Eğitim müfredatı, öğrencilere yaşamı bir bütün olarak kavramayı hedefleyen, çocuk ve gençlerin çok yönlü gelişimlerine hizmet edecek öğrenme yaşantılarını içeren, Cumhuriyet'in aydınlanmacı değerlerini taşıyan laik ve bilimsel bir içerikte olmalı, çokdillilik temellinde anadili eğitimini esas alan yeni ve demokratik bir müfredat hazırlanmalıdır.
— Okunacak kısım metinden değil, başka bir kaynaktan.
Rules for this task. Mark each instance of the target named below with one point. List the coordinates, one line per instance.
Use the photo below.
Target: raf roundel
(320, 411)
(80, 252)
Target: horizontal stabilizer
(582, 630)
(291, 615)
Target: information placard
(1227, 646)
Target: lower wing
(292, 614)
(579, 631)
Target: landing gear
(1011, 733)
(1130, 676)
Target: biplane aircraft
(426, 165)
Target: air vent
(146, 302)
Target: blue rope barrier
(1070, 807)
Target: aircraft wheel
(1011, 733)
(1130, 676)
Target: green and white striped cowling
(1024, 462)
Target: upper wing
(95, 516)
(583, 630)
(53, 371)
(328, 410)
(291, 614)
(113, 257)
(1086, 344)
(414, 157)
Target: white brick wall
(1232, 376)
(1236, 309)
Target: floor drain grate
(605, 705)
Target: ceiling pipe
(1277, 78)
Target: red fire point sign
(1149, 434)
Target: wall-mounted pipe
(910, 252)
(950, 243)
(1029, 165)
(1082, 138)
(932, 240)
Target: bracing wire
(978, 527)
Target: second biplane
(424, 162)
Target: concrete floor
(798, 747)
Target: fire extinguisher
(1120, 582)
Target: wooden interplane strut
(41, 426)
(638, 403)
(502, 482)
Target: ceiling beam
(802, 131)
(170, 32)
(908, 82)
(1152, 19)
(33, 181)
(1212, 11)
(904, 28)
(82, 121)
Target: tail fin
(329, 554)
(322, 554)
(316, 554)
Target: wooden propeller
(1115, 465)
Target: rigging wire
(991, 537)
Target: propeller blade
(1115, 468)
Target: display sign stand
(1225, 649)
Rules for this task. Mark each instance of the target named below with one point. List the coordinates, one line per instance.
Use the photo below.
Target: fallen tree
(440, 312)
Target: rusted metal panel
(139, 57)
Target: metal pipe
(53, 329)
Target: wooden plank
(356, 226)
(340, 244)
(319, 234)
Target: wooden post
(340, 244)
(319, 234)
Eğitim Sen olarak eğitim müfredatı olmaktan çok uzak olan ve tek adam rejiminin yaratmaya çalıştığı dini esaslara dayalı toplum modelini temel alan, laiklik ve bilim karşıtı yeni müfredatı reddediyoruz. Eğitim ve bilim emekçileri başta olmak üzere, öğrencilerimiz, velilerimiz ve tüm kamuoyu ile birlikte bilime ve laik eğitime açıkça meydan okumak anlamına gelen müfredat değişikliklerine karşı birlikte mücadelemizi sürdüreceğiz."